A rock, dark waves, white roses and a grave,
And cloistered flowers, and cloistered nuns, and tears
That shone like jewels on a diadem,
And two great angels with such shining wings --
All these and more were in most curious way
Blended in one dream or many dreams. Then
He woke wearier in his mind. Then slept
Again and had another dream.
His dream ran thus --
(He told me all of it many years ago,
But I forgot the most. I remember this):
A dove, whiter than whiteness' very self,
Fluttered thro' his sleep in vision or dream,
Bearing in its flight a spotless rose.

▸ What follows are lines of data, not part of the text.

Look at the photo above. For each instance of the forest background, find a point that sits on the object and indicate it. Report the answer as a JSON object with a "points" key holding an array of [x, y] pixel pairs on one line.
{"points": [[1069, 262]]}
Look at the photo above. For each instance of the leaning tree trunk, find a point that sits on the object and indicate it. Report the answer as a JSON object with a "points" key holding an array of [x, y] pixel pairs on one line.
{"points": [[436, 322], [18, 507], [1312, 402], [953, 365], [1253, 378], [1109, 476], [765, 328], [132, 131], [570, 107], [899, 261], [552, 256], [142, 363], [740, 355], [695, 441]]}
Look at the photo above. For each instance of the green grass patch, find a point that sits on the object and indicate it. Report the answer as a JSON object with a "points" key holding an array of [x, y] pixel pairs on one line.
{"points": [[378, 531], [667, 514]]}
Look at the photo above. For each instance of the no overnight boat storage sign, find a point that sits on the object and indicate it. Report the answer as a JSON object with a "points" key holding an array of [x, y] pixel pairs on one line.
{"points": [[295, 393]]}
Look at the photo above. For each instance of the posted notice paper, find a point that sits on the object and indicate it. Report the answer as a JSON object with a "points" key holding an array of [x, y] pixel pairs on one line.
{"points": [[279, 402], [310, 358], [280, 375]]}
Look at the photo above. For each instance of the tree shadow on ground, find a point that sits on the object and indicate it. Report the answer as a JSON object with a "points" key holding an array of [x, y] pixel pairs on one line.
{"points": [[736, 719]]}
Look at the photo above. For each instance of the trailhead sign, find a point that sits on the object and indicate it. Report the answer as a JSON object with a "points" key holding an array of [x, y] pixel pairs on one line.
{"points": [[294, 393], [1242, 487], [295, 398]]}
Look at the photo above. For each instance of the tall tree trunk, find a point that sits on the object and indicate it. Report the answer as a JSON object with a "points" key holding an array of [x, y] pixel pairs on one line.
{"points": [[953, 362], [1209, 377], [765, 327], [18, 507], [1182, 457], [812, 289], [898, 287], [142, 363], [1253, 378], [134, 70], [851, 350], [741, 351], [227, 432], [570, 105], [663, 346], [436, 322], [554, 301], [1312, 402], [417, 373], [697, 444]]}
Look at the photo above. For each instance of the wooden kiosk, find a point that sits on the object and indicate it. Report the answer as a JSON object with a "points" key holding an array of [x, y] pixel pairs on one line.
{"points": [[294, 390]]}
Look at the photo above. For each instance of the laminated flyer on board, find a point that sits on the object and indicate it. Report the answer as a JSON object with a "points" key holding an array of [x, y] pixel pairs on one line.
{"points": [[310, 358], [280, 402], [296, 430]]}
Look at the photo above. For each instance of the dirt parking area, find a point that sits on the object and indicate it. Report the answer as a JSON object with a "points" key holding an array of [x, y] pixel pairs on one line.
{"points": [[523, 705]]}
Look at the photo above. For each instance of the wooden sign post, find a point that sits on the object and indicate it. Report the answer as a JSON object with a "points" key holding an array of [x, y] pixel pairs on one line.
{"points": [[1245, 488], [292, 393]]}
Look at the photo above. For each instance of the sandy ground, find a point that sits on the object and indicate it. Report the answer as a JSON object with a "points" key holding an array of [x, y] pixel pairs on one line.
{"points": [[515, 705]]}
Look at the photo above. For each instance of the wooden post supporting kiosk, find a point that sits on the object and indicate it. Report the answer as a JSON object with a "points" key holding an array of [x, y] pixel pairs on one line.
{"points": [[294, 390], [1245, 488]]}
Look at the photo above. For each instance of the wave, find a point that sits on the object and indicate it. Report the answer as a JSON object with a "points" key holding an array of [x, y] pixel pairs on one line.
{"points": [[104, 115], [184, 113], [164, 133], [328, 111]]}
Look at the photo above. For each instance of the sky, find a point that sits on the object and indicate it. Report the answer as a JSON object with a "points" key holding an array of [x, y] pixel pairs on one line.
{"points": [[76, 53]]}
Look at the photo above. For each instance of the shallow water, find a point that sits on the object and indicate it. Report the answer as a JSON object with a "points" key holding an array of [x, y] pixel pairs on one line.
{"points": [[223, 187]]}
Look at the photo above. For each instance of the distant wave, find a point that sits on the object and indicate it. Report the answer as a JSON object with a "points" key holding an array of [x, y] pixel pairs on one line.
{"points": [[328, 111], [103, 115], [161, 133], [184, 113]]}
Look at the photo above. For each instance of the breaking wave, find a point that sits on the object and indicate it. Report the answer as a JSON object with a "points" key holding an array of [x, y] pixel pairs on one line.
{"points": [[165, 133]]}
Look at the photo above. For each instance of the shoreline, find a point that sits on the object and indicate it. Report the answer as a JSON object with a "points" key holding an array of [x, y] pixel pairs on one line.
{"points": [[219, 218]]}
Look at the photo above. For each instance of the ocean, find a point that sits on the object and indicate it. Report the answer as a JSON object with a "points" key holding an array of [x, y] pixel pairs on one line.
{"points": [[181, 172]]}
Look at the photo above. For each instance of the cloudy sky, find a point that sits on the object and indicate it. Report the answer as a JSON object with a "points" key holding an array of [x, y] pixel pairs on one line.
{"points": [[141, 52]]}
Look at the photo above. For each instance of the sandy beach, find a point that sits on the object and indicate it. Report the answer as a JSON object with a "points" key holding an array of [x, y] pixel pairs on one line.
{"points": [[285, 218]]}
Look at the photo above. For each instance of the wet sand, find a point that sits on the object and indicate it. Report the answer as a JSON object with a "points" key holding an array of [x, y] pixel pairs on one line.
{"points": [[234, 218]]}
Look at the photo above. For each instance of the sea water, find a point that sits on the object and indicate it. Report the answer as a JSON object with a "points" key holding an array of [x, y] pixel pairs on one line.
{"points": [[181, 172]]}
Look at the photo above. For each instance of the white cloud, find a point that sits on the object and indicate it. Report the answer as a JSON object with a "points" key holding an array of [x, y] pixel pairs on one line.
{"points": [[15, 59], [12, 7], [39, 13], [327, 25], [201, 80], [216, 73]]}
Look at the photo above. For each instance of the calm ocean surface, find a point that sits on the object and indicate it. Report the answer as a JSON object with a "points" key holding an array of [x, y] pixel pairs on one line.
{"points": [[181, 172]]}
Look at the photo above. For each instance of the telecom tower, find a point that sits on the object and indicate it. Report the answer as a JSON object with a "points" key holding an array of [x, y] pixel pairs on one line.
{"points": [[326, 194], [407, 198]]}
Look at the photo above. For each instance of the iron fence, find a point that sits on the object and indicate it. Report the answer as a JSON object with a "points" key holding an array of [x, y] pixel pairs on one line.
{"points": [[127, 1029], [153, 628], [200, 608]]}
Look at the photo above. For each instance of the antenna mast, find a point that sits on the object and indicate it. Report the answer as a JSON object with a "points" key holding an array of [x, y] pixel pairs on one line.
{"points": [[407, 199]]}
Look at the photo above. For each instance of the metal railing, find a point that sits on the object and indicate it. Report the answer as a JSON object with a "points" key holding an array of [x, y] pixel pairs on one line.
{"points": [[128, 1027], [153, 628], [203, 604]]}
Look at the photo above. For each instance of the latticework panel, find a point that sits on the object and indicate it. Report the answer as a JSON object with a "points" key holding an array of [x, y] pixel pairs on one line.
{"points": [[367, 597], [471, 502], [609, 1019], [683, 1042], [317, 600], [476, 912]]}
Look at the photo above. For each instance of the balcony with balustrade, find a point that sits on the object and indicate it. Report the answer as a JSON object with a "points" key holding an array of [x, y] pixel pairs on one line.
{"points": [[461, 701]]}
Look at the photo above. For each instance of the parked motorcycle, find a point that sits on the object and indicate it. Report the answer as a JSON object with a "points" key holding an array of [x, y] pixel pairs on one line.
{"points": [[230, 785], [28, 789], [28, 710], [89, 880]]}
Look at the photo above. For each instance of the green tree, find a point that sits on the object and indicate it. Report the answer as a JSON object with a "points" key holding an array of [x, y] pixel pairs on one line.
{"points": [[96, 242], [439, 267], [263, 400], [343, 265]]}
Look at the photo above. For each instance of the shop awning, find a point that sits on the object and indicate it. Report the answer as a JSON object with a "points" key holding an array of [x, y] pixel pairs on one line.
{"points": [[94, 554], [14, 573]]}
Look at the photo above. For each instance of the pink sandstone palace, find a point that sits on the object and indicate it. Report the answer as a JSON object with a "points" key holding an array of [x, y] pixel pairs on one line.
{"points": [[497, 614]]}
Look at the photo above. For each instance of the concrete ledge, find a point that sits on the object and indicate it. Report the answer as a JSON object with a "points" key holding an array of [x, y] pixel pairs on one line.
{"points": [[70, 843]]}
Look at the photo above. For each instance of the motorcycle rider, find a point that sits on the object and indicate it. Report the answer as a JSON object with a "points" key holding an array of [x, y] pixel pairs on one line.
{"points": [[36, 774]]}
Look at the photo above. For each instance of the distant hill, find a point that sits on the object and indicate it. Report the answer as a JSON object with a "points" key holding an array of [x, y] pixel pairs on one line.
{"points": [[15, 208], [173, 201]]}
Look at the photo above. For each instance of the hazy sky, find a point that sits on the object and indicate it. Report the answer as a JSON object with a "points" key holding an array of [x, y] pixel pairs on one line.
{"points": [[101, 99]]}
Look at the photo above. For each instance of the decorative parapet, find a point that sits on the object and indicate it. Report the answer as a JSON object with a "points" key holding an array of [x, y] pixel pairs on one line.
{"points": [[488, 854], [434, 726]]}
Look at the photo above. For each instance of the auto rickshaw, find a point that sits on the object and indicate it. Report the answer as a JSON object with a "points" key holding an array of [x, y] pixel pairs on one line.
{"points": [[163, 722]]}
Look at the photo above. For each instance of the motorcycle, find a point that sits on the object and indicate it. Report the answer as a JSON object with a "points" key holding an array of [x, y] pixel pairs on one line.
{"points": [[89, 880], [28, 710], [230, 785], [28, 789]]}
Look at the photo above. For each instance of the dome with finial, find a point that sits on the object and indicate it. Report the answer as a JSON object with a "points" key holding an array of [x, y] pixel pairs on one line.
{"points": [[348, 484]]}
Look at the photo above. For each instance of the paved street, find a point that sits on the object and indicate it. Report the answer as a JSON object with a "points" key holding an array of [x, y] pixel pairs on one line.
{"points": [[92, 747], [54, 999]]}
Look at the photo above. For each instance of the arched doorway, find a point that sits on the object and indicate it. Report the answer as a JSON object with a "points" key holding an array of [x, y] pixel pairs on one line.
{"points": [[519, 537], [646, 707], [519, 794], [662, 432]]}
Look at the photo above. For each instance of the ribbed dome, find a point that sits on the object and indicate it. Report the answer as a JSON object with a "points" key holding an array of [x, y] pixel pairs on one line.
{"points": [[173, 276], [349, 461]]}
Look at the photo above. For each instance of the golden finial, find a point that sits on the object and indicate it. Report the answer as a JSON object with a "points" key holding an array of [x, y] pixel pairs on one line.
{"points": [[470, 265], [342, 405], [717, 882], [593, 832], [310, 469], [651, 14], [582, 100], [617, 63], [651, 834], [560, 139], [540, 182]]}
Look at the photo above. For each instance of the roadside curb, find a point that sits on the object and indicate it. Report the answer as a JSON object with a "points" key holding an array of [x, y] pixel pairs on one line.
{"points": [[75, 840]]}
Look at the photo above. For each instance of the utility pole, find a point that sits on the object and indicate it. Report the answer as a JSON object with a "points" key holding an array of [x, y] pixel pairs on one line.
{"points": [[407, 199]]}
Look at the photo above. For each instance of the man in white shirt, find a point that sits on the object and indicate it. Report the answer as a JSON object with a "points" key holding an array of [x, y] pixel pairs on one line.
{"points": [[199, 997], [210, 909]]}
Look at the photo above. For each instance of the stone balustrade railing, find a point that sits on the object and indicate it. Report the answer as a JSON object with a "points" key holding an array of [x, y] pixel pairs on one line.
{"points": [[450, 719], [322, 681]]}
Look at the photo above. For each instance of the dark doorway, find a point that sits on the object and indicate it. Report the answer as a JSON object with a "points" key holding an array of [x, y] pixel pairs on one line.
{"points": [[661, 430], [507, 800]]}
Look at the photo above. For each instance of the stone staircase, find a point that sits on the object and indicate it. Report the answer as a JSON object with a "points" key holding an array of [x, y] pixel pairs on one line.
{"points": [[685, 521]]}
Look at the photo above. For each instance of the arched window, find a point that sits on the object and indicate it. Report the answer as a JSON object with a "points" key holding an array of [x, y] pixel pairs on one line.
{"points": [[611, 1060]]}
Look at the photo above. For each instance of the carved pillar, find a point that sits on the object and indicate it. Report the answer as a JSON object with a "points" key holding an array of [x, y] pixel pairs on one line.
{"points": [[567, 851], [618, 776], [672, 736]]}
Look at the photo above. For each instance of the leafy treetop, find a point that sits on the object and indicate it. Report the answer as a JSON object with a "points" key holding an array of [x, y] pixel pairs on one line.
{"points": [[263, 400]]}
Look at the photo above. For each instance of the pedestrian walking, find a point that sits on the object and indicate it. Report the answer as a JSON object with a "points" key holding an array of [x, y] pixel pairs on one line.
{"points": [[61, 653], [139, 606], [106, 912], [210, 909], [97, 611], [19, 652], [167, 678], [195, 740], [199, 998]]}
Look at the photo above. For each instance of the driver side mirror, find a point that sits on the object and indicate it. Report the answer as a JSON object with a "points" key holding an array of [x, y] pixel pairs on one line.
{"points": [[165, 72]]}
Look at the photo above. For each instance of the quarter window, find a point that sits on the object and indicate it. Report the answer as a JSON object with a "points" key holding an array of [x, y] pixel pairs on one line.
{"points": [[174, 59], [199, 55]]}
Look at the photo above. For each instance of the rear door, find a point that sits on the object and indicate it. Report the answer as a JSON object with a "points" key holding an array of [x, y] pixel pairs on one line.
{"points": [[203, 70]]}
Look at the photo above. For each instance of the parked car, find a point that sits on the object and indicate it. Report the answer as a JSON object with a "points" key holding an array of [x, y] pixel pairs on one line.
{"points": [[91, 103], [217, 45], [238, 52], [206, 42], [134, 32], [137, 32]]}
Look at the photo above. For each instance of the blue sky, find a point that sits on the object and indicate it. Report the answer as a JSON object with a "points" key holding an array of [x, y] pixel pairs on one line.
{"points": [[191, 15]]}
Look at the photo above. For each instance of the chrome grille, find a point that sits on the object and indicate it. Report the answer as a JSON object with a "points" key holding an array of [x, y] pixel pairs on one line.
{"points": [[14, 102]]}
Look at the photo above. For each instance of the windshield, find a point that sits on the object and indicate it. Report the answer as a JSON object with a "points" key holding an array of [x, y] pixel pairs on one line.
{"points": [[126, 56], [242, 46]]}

It
Flew away across great, long distances,
Thro' forests where the trees were all in dream,
And over wastes where silences held reign,
And down pure valleys, till it reached a shore
By which blushed a sea in the ev'ning sun;
The dove rested there awhile, rose again
And flew across the sea into the sun;
And then from near or far (he could not say)
Came sound as faint as echo's own echo --
A low sweet hymn it seemed -- and now
And then he heard, or else he thought he heard,
As if it were the hymn's refrain, the words:
"White dies first!" "White dies first."

The sun had passed his noon and westward sloped;
He hurried to the cloister and was told
The Mother waited him. He entered in,
Into the wide and pictured room, and there
The Mother sat and gave him welcome twice.
"I prayed last night," she spoke, "to know God's will;
I prayed to Holy Mary and the saints
That they might pray for me, and I might know
My conduct in the matter. Now, kind sir,
What wouldst thou? Tell thy errand." He replied:
"It was not idle curiosity
That brought me hither or that prompts my lips
To ask the story of the `White-Rose-Grave',
To seek the story of the sleeper there
Whose name I knew so long and far away.
Who was she, pray? Dost deem it right to tell?"
There was a pause before the answer came,
As if there was a comfort in her heart,
There was a tremor in her voice when she
Unclosed two palest lips, and spoke in tone
Of whisper more than word:

"She was a child
Of lofty gift and grace who fills that grave,
And who has filled it long -- and yet it seems
To me but one short hour ago we laid
Her body there. Her mem'ry clings around
Our hearts, our cloisters, fresh, and fair, and sweet.
We often look for her in places where
Her face was wont to be: among the flowers,
In chapel, underneath those trees. Long years
Have passed and mouldered her pure face, and yet
It seems to hover here and haunt us all.
I cannot tell you all. It is enough
To see one ray of light for us to judge
The glory of the sun; it is enough
To catch one glimpse of heaven's blue
For us to know the beauty of the sky.